According to the Zondo Commission’s State Capture Report (the Report), “the primary national interest is best served when the government derives the maximum value-for-money in the procurement process and procurement officials should be so advised.”
The Report issued this advice explicitly in the context of choosing between value for money and political objectives, including BEE.
Treasury has taken one major step in the direction suggested in the Report by removing BEE language from the primary procurement regulation, which took effect in January 2023, but the “maximum value-for-money” advice has not yet been realised by organs of state.
In its letter to Treasury, the IRR requests that it establishes how much BEE has cost the country since President Cyril Ramaphosa took charge of the executive. It also asks how much would be saved if the government implemented a maximum value-for-money policy now.
The government is expected to spend R1 trillion in the next budgeted year on procurement alone. The cost imposed by BEE is not primarily which companies are chosen, but rather how they are chosen, within an ambivalent schema of law in which both race and value for money are prioritised, which creates a confusion that is regularly abused.
According to the Report “[t]his unco-ordinated approach leaves a critical question unanswered: is it the primary intention of the Constitution to procure goods at least cost or is the procurement system to prioritise the transformative potential identified in section 217(2)? There is an inevitable tension when a single process is simultaneously to achieve different aspirational objectives.”
The question of what it costs to deviate from the Report’s advice to put maximum value for money as a clear top priority must be answered by Treasury, since one of Treasury’s key functions is to tell the South African public what governing the country costs, and how the costs occur.
Treasury officials have taken their responsibility to be clear seriously before. In 2016 former Chief Procurement Officer at Treasury, Kenneth Brown, said 30% to 40% of government procurement was lost to “fraud and inflated prices”. Procurement was roughly R600 billion at the time.
Also in 2016, then Finance Minister Pravin Gordhan said the “side of this transformation, the rotten product in the gift wrap, is what is called rent-seeking…It means every time I want to do something, I say it is part of transformation. But in the meantime, it means giving contracts to my pals in closets.”
Likewise, in 2018 former Acting Chief Procurement Officer at Treasury, Willie Mathebula, was the first witness at the State Capture Commission. The Report concluded in 2022 that “(indeed), it should be noted that, in explaining the high incidence of procurement irregularities, Mr Mathebula attributed as much as half the problem to misunderstanding or misinterpretation of the applicable Rules and half to intentional abuse”.

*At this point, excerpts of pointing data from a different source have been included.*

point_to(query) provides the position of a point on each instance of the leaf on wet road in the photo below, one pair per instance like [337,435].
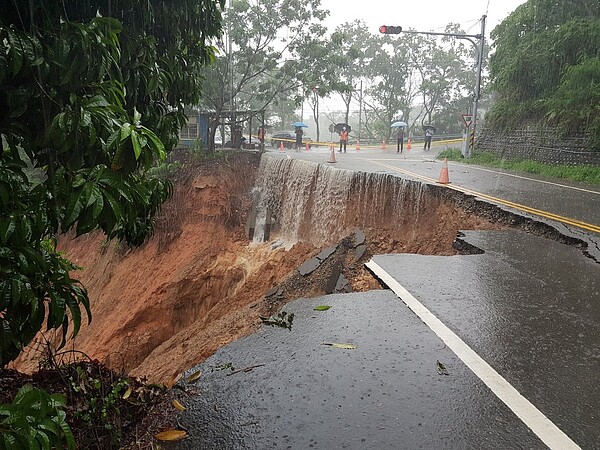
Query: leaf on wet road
[441,368]
[321,308]
[177,405]
[342,346]
[171,434]
[193,377]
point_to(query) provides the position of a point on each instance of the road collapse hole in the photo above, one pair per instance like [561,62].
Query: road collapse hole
[239,239]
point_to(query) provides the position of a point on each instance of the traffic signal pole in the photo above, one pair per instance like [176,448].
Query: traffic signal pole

How much is being lost, 30%, 40%, 50%, and how much could be saved if the “problem in the legislative design” identified by the Report as fundamentally gearing the country for state capture is fixed?
Said IRR Head of Campaigns Gabriel Crouse: “South Africans deserve to know. What is the official estimate of the cost of BEE in the trillion rand procurement bill? With vegetables going up by 30 -50%, poor people are looking very carefully at what costs what. Treasury’s fundamental job is to control and report what costs what in government, and we encourage them to do exactly that in budget week.”